Barbara Weitzel ist Journalistin, Autorin und Literaturkritikerin.
Sie ist immer dort unterwegs, wo sie Geschichten findet: In der Stadt und in der Welt der Bücher. Über das, was sie dort erlebt, schreibt sie in Zeitungen und Magazinen und auf Ihrem Blog „Laufend Lesen“.

„Es ist die Wirklichkeit,
welche die Möglichkeiten weckt“

R. Musil, MoE

Blog

Mai 2021

Warme Croissants und kalte Morde – Louise Pennys Krimis

Und wieder sah er das entzückende Bistro vor sich und den freundlichen Mann mit dem Messer.

Three Pines findet man nicht, Three Pines findet einen.
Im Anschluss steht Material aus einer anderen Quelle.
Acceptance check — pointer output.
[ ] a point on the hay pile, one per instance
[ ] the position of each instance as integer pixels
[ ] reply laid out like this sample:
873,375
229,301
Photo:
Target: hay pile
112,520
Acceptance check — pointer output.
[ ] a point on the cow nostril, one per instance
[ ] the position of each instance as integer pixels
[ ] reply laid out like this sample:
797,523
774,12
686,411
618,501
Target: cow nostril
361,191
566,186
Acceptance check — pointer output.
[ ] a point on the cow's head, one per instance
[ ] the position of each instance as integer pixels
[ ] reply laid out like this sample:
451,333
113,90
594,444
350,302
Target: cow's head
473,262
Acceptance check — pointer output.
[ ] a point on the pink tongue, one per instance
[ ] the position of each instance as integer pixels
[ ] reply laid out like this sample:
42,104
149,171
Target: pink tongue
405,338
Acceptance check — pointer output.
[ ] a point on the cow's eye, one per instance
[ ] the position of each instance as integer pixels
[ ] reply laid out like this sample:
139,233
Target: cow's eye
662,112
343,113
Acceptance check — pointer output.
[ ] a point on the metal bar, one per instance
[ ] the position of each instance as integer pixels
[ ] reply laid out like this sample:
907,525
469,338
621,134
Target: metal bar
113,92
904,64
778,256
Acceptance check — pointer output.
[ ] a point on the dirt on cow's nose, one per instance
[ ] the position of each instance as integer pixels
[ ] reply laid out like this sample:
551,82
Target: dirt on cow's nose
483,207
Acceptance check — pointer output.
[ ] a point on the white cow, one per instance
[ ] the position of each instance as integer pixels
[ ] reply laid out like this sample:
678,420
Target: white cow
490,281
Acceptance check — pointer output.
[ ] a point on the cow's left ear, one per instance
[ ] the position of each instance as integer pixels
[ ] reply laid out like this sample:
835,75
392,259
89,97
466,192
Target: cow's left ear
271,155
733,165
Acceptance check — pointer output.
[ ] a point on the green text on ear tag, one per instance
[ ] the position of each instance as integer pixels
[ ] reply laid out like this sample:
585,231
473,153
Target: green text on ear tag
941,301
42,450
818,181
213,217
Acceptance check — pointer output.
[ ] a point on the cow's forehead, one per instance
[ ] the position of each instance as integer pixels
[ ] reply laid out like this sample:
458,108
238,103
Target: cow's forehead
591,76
Auch mich hat das kleine Dorf in den Wäldern von Quebec gefunden und ich habe viele Tage dort verbracht. Gute, helle Tage, trotz der düsteren Ereignisse, die den Ort in verblüffender Anzahl regelmäßig heimsuchen. So viele Tote, und eine Tat perfider als die andere. Dass die Bewohner der schmucken Häuser rund um den Anger weiterhin so vertrauensvoll und heiter beisammensitzen, essen und trinken, kann man nur bewundern.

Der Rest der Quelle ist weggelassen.